Witnesses recount gunmen's raid on church in Sudan's capital
By Maggie Michael
CAIRO (Reuters) -Over four terrifying hours last weekend, masked gunmen affiliated to one of Sudan's warring factions raided one of Khartoum's oldest churches, opening fire at church officials as they searched for cash, gold and women, two witnesses said.
The raid was one of many targeting homes, factories, banks and places of worship that residents have often blamed on the paramilitary Rapid Support Forces (RSF), which have been battling the army across greater Khartoum over the past month.
RSF fighters have spread out through many residential areas as the army has targeted them with air strikes and heavy artillery. Police have disappeared from the streets, leaving locals at the mercy of armed fighters and gangs.
The RSF, which denied responsibility for the raid on the Mar Girgis (St. George) Coptic church, has said in statements its troops are working to protect civilians, and that those committing abuses are criminals who have stolen RSF uniforms.
The attack at the church in the Masalma neighbourhood of Omdurman, across the Nile from Khartoum, began shortly before midnight on May 13.
The witnesses described the attackers as in their late 20s, with at least one non-Arabic speaker. They wore scarves across their faces leaving only their eyes uncovered, and mismatched clothing including some items of RSF uniform, the witnesses told Reuters by phone.
The gunmen sprayed bullets at a priest, nuns, and sextons, wounding five of them, said the two witnesses, who asked not to be named for fear of reprisals.
"They shouted, 'Where is the gold? Where is the money? Where are the dollars?'" one witness said. They also insulted the church leaders and workers saying, "You are Egyptians, sons of dogs", calling them infidels, and telling them to convert to Islam.
Just over 5% of Sudan's 46 million population is estimated to be Christian, split into 36 denominations, according to data from the Pew Research Centre and the Sudan Council of Churches.
Sudan's Coptic church is part of the Egyptian Coptic church headquartered in Cairo.
PRIEST THREATENED WITH DAGGER
During the attack, the assailants led the priest to his house at gunpoint and menaced him with a dagger, before seizing a safe that held gold and cash and stealing a car, the witnesses said.
They also vandalised the church offices and a sanctuary for Bishop Sarabamon, the top Coptic Church leader in Sudan, who was present during the attack and beaten with a chair and sticks but not recognised by the gunmen.
The church had an annex with elders and orphan girls, some of whom were hidden as the attack was unfolding.
The warring parties blamed each other for the attack. The army accused the RSF, while the RSF said in a statement that an "extremist" group affiliated with the army was responsible.

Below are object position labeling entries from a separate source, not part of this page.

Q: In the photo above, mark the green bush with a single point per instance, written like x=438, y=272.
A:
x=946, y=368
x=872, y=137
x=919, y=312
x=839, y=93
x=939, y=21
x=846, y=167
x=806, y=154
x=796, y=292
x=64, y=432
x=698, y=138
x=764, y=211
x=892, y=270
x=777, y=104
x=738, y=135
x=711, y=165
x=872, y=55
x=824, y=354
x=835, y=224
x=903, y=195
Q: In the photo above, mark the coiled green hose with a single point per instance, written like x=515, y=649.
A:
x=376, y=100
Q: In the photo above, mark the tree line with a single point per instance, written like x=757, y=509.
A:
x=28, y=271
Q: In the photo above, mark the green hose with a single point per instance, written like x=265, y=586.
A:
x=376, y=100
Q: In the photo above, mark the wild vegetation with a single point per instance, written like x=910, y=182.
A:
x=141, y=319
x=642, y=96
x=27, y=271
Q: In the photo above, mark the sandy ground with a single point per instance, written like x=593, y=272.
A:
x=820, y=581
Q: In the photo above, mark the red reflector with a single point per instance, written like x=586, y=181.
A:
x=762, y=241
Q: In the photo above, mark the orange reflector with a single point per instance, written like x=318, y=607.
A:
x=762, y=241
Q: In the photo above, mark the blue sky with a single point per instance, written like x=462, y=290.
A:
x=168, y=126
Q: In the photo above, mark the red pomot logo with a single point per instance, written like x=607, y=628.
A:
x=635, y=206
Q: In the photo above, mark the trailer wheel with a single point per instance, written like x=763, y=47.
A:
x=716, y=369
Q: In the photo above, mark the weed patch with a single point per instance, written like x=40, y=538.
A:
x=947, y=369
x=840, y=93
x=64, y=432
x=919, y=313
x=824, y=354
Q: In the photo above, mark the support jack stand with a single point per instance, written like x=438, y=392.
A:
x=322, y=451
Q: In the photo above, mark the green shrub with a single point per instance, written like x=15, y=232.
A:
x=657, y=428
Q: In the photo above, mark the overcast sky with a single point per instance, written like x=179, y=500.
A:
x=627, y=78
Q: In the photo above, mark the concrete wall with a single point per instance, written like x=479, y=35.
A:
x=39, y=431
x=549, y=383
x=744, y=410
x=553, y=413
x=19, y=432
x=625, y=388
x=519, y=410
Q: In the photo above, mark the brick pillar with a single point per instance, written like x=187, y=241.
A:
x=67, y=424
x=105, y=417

On Tuesday an Anglican church in Al Amarat district in Khartoum, which has seen heavy fighting, said it had been raided and "occupied" by RSF forces who stole a car and broke the doors of the church offices.

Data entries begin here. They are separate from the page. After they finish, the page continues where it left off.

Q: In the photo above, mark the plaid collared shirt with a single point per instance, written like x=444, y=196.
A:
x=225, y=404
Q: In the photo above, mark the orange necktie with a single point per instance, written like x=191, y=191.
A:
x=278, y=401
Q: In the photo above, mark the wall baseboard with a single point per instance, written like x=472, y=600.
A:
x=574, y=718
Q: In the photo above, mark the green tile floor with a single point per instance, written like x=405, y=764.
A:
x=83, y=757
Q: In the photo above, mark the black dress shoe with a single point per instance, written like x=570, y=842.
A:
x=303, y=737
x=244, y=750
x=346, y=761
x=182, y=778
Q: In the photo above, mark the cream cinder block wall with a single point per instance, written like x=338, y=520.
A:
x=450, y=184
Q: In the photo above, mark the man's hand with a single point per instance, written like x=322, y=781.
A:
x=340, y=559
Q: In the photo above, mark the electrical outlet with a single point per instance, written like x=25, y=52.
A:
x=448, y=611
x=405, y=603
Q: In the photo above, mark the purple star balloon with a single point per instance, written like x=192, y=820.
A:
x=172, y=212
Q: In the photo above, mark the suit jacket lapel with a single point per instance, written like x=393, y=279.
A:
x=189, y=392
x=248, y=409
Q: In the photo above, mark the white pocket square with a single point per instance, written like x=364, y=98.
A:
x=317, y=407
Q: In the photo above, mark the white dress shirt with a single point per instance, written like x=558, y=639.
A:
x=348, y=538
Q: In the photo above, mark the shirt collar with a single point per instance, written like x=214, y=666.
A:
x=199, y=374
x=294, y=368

"We don't know what happened to the rest of the church's possessions," Ezekiel Kondo, archbishop of the Episcopal Anglican Church of Sudan, said in a statement on Facebook.
RSF fighters have also entered the Coptic church of the Virgin Mary in Khartoum, forcing staff to leave, according to a church employee familiar with the incident and social media posts by activists.
The RSF did not immediately respond to a request for comment on the Anglican and Virgin Mary churches.
On Thursday, the same gunmen who attacked Mar Girgis returned to raid the apartments used by its priests, according to one of the witnesses who shared photos showing smashed doors, a broken safe, and scattered clothes and personal belongings.
Despite the repeated raids, the witness said he believed what happened was due to the general turmoil engulfing Sudan, not driven by sectarianism.
"I don't believe they are targeting the Christians as much as it's all chaos, chaos, chaos," he said. "They stormed houses of the Muslims as well. They are looting and stealing."